How about a hospital for the living?
It is my contention that hospitals were conceived in the middle ages as places to die and that nobody has had the imagination to reinvent them as places to recover. I know I died just a bit each day I was confined- and that is in spite of the very supportive and helpful nursing staff. I am not critical of the intent behind hospitals but I am confident that they do very little to keep people healthy and a great deal to make them dependent and weak. Maybe that is too harsh and superficial but I can’t make any other conclusion. What is your take, particularly if you have been in a hospital recently. Did the experience make you healthier or sicker?
Haven’t seen you in a while!
How’s it going Ralph?
Fernando,
Now that I’m free again, I’m catching back up with everything.
Ralph@retirement lifestyle’s last Blog Post ..Healty Aging-Let’s Reinvent Hospitals
I could not agree with you more. In Phoenix there is a rise to surgery centers. Those are for the people who are well, but need surgery. Works well.
My experience with hospitals is also related to dying. My husband went to a hospital for a hip replacement. Should be easy on a very healthy man of 58. He got a staph infection. Seven months and many hospital stays later- which included catching the flu, I got my husband back. It has taken two years to recover. My mother (78)had her surgery on the same day in a surgery center= Home and recovered in two weeks! I’ve had several friends with cancer die from things caught in the hospital.
You are right- we need to fix the medical system. That includes going back to visiting nurses and an occasional house call. I don’t think it will happen in my lifetime- not since insurance is more important than universal access.
Janette,
You are right. I have heard about the problem of actually getting sick because of a hospital stay but not with anyone close. You remind me that there is even more reason to avoid hospitals. It is not going to be pretty with the government in control of medicine.

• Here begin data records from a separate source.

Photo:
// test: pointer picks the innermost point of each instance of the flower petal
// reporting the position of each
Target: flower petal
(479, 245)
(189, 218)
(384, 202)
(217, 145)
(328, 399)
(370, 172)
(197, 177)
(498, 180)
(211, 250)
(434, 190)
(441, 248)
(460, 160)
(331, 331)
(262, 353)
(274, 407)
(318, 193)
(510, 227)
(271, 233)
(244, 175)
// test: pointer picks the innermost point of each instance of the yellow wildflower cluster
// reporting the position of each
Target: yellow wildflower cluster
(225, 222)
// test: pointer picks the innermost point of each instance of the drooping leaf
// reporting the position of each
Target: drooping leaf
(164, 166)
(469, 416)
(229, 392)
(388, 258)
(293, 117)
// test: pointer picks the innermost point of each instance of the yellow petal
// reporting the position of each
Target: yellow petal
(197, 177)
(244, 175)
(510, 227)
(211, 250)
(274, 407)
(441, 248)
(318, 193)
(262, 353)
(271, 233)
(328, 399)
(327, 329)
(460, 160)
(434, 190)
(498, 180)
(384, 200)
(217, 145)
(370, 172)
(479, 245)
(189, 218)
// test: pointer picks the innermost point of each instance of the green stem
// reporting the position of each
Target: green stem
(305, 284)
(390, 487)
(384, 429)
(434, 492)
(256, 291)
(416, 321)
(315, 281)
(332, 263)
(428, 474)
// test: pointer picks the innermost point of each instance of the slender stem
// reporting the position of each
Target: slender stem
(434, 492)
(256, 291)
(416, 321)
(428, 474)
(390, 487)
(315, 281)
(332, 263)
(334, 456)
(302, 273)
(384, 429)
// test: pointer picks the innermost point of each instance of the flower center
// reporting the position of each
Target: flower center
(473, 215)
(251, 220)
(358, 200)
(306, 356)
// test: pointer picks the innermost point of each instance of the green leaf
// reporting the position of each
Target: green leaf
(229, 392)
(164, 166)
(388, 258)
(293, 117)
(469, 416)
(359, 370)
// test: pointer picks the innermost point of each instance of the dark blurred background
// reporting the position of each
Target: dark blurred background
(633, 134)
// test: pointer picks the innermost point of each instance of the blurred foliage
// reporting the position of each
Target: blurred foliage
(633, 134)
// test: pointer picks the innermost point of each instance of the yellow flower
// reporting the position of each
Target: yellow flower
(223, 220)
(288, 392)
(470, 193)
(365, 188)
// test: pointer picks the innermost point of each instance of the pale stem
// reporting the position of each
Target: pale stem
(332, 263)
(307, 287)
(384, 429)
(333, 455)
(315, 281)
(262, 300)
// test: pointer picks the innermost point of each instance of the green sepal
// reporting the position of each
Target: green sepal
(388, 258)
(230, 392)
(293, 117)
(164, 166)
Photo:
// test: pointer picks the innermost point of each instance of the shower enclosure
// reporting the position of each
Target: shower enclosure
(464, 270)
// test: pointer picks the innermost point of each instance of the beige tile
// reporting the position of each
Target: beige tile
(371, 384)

Ralph@retirement lifestyle’s last Blog Post ..What is the meaining of life
In general I believe hospitals do the best they can with what they have to work with. Before she died my mom was in and out of hospitals, on average, every 3 weeks for a year. The normal stay was 3 days. So, I have had a lot of recent experience with the hospital environment.
Usually the nurses are tremendous. Overworked and underpaid, they still have a smile and kind words. Likewise the rest of the staff that maintains a room were hardworking and pleasant.
The problem is the system. Mom was in for the same tests and the same treatment during virtually every visit. Nothing new was learned, Congestive Heart Failure is what it is and causes certain events to occur. To rack up tens of thousands of dollars in tests over and over that Medicare and Blue Cross pay seemed to be the goal.
I have avoided hospitals so far, but agree with Janette. Here in Phoenix I’ll try to use out-patient facilities whenever possible.
Bob Lowry’s last Blog Post ..Time Savers- If Not Now- When
Bob,
You raise another good point. I felt like I was a cash register with every test they scheduled. I think that their operation is as much focused on maximizing income over treating the patient. It is not the hospital’s fault. It is the bureaucrats that created the system and the fear of lawsuits.